Inclusief ontwerpproces op weg naar een nationale strategie
«Natuurlijk schuurde het zo af en toe, dat kan haast niet anders bij een dergelijk complex en gevoelig onderwerp. Op inhoud hebben we toch echt de nodige slagen gemaakt. Daar ben ik dankbaar voor (deelnemer aan strategiedagen).» «Knap dat jullie het aandurven om dit proces zo inclusief op te zetten (deelnemer aan strategiedagen).» |
Het opstellen van een nationale strategie voor mensen met een beperking is niet mogelijk zonder hen. Daarom hebben we gekozen voor een inclusief ontwerpproces. Ervaringsdeskundigen en organisaties die hen vertegenwoordigen hebben samen met andere veldpartijen, VNG en diverse ministeries meegedaan aan de nationale strategiedagen in mei. Tijdens deze dagen waren ongeveer 70 mensen aanwezig. In de periode voor en rond deze strategiedagen heeft Guusje ter Horst in haar rol als bestuurlijk aanjager op het VN-verdrag ook diverse gesprekken met organisaties gevoerd. Zodoende is bij alle betrokkenen opgehaald wat de belangrijkste elementen moeten zijn in een nationale strategie. Met de input en expertise van de meest betrokken organisaties Ieder(in), LFB, JongPit, VNG, VGN en enkele departementen zijn we vervolgens het schrijfproces gestart dat heeft geleid tot een eerste aanzet voor de strategie. Gedurende het schrijfproces is de opbrengst regelmatig voorzien van een review door een groep ervaringsdeskundigen. Het is van belang geweest om dit inclusieve ontwerpproces zo zorgvuldig te doorlopen.

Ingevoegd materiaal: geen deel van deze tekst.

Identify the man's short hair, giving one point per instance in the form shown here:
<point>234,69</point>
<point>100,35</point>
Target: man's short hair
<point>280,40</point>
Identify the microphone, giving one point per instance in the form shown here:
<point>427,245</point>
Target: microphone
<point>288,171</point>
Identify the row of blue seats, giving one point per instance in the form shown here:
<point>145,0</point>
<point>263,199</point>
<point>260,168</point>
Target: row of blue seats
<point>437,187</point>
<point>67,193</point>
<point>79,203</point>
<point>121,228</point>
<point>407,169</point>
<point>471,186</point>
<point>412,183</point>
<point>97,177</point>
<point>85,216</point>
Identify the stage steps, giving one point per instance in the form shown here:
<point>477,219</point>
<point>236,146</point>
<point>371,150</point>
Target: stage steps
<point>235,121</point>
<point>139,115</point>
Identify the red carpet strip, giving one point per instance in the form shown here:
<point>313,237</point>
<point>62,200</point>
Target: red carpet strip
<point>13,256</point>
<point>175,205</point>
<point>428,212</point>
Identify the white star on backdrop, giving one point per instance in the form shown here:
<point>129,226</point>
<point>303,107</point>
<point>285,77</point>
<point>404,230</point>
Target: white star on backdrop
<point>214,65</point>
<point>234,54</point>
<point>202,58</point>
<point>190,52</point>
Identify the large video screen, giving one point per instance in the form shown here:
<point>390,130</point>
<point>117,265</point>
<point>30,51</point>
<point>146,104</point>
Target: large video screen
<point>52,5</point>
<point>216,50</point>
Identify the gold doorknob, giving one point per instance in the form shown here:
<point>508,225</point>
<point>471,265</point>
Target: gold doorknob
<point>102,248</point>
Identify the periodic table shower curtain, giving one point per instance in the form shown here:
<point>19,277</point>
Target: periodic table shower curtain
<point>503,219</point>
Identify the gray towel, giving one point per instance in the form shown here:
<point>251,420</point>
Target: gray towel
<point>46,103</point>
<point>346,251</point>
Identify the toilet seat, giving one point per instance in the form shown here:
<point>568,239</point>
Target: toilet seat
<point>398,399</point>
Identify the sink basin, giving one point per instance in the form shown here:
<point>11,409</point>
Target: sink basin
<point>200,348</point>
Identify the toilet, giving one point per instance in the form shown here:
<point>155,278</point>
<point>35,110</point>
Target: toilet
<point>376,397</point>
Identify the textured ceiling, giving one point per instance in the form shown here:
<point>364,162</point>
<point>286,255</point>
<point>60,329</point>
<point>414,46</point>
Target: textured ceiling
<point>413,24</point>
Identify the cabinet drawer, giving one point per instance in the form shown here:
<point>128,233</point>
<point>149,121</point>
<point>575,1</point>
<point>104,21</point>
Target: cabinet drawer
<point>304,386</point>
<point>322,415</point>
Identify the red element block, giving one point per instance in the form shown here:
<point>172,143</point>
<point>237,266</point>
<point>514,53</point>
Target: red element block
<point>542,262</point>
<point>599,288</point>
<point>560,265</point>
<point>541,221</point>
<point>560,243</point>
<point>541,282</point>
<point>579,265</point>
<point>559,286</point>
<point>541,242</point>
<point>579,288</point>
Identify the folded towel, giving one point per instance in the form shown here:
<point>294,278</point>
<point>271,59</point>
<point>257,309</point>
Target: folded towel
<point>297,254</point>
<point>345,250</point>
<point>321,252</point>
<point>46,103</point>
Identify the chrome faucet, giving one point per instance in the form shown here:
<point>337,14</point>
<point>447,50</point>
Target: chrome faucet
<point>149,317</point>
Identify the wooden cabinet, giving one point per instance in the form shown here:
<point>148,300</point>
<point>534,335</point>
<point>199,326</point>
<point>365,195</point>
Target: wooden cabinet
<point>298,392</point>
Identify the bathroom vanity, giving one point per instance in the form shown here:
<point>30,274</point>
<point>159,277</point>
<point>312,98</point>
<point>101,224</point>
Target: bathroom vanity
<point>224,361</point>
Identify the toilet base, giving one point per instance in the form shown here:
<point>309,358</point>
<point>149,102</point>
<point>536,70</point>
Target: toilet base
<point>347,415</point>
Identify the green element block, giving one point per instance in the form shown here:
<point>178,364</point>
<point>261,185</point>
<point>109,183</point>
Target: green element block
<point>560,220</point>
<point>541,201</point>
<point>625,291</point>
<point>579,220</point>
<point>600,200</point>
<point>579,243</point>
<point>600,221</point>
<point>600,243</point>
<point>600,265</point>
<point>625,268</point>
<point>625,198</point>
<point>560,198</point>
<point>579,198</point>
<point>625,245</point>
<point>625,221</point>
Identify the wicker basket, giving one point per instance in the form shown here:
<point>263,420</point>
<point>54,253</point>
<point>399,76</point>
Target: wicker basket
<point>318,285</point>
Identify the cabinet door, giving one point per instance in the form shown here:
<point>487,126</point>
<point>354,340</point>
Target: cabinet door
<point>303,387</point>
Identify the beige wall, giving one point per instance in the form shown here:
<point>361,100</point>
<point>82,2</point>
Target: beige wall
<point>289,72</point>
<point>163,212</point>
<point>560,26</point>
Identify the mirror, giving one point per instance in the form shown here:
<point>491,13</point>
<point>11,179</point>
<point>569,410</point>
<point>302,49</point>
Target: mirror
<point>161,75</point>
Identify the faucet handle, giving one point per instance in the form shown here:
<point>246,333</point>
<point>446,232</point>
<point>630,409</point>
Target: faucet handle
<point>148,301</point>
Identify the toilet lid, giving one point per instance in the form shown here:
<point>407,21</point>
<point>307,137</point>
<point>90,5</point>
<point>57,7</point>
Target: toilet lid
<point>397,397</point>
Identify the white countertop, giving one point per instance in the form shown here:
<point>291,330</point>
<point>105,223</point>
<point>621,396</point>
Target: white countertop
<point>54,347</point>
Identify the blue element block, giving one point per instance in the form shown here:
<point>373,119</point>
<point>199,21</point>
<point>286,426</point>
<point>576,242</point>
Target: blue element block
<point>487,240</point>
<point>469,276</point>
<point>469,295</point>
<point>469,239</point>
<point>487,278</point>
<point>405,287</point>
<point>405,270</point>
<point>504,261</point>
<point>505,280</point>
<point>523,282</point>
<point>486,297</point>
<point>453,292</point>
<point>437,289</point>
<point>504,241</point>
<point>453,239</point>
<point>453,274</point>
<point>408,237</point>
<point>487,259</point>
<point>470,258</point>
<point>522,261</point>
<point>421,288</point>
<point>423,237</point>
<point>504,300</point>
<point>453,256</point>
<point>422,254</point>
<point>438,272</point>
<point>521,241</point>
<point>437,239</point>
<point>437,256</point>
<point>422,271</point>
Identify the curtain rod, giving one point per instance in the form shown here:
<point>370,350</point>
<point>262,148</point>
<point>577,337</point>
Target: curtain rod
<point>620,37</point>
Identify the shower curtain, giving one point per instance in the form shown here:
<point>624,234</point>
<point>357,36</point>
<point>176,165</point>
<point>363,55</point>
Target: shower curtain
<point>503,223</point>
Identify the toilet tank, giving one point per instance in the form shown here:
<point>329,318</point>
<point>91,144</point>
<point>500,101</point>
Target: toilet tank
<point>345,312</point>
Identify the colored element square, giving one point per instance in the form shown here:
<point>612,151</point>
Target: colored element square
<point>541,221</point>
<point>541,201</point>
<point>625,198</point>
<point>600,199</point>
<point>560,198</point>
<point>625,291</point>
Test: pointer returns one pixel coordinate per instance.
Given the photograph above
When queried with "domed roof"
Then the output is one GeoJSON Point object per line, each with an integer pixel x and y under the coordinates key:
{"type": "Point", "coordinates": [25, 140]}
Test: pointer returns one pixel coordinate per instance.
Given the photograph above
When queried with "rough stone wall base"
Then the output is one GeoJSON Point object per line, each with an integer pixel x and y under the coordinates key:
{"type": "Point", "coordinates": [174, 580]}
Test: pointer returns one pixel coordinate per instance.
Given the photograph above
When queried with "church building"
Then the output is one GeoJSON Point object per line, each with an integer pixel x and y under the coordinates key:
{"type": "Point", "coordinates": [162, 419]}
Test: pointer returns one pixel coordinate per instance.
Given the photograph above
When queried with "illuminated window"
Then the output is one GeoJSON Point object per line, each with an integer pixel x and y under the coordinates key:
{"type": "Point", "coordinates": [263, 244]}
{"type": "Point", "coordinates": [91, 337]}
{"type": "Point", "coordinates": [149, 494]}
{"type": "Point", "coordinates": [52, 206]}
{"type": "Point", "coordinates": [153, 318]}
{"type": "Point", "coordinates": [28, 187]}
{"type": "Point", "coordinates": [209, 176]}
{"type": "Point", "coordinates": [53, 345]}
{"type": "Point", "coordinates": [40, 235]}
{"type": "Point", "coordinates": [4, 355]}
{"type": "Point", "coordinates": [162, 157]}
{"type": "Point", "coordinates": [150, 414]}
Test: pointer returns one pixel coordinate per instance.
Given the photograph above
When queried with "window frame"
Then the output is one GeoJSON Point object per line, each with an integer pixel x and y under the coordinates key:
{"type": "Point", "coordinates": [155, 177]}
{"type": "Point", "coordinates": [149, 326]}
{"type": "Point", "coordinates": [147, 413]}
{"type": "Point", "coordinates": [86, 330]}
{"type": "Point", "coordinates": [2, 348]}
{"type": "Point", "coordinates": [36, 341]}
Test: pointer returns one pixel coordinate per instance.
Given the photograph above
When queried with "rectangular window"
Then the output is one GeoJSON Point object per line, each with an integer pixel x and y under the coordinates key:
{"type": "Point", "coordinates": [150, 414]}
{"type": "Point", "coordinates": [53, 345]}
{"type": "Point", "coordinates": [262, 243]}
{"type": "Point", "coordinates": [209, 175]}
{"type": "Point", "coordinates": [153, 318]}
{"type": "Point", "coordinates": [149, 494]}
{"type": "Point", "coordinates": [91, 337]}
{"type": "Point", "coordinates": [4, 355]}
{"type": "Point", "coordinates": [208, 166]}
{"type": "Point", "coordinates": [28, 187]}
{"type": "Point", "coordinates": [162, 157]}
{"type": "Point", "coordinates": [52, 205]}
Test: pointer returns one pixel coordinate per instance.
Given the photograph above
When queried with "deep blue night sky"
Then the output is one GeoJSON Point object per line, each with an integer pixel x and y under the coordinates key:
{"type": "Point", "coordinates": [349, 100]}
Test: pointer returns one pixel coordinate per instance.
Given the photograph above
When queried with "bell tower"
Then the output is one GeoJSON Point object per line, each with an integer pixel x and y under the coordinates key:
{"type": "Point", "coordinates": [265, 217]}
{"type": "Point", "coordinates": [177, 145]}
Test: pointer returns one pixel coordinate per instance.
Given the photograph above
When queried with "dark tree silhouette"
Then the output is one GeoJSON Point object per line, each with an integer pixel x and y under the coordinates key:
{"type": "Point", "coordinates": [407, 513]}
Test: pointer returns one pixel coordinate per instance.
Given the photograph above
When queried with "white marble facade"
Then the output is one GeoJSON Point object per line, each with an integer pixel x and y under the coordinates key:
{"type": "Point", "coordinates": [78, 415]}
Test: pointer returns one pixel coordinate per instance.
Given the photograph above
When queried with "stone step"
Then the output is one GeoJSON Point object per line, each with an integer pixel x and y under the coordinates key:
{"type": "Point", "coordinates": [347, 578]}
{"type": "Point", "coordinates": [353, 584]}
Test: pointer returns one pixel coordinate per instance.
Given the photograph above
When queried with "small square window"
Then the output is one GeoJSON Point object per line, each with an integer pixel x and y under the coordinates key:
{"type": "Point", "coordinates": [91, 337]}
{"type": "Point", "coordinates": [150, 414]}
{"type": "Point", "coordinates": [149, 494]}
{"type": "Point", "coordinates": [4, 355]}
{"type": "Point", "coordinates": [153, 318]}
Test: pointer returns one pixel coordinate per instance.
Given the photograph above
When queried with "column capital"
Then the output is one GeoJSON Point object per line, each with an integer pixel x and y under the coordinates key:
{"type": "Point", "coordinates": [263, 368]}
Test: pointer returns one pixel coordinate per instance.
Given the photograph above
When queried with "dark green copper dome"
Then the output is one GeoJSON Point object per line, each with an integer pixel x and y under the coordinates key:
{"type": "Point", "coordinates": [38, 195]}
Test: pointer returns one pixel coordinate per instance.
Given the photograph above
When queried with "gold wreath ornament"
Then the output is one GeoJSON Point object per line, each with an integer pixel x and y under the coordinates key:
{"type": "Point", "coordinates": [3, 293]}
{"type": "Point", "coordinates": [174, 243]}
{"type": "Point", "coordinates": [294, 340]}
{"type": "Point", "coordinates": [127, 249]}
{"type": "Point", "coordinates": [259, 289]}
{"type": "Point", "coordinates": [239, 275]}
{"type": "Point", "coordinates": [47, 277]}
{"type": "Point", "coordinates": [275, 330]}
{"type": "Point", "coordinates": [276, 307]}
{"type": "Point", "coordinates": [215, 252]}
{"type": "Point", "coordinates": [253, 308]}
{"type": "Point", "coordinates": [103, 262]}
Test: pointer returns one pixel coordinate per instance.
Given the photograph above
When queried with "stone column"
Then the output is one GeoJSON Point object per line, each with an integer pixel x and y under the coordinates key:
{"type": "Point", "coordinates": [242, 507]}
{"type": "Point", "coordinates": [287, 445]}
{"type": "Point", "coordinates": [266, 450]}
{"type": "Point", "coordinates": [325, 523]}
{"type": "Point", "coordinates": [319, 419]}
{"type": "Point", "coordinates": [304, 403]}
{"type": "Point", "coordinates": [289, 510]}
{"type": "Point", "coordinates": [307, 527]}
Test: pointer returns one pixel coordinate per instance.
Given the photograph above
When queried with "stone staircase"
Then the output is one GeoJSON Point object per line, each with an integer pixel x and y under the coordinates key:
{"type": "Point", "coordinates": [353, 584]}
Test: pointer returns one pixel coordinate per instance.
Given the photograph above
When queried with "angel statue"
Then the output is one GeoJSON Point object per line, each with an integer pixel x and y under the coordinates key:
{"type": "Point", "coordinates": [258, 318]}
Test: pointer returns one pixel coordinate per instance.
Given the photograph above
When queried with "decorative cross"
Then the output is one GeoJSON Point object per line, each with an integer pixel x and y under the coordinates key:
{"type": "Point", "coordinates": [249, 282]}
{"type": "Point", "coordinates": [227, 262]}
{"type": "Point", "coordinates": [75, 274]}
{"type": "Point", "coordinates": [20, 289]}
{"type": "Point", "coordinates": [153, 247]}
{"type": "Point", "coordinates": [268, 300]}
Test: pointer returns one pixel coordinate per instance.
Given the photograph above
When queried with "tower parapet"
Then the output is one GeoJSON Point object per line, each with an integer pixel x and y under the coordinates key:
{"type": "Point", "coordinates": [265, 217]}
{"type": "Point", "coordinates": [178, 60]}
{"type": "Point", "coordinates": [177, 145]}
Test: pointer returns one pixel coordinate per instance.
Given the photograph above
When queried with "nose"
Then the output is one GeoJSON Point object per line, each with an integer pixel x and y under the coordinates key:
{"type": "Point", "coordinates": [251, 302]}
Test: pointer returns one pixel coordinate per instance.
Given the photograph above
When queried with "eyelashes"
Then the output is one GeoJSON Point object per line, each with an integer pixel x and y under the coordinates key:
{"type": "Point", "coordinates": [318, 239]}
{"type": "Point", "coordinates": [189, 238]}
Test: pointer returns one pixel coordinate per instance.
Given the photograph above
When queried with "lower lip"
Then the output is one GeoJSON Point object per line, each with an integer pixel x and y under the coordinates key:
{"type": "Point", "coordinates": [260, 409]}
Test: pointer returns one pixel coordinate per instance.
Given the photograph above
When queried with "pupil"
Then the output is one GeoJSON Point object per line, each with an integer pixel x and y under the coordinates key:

De opgave voor de implementatie van het VN-verdrag handicap is een opgave die rijksbreed invulling behoeft. De verantwoordelijkheid voor de strategie is kabinetsbreed. Dat is ook de reden dat ik waarde eraan hecht om de aanzet voor de strategie die er nu ligt vanuit het inclusieve ontwerpproces in de zomer en het najaar van 2023 samen met mijn collega’s in het kabinet en hiermee alle betrokken departementen verder door te ontwikkelen én ook te vertalen in een werkagenda. Ik vraag mijn collega’s ook om ervaringsdeskundigen en organisaties die hen vertegenwoordigen te betrekken bij de verdere uitwerking van onderdelen van de werkagenda. In de werkagenda worden de concrete stappen beschreven die nodig zijn om de doelstellingen uit de strategie te realiseren. Hiermee geef ik invulling aan de motie van het lid Werner c.s. en de toezeggingen die ik eerder aan uw Kamer heb gedaan.3 Ik verwacht u november 2023 de strategie en een eerste aanzet tot de werkagenda te kunnen sturen.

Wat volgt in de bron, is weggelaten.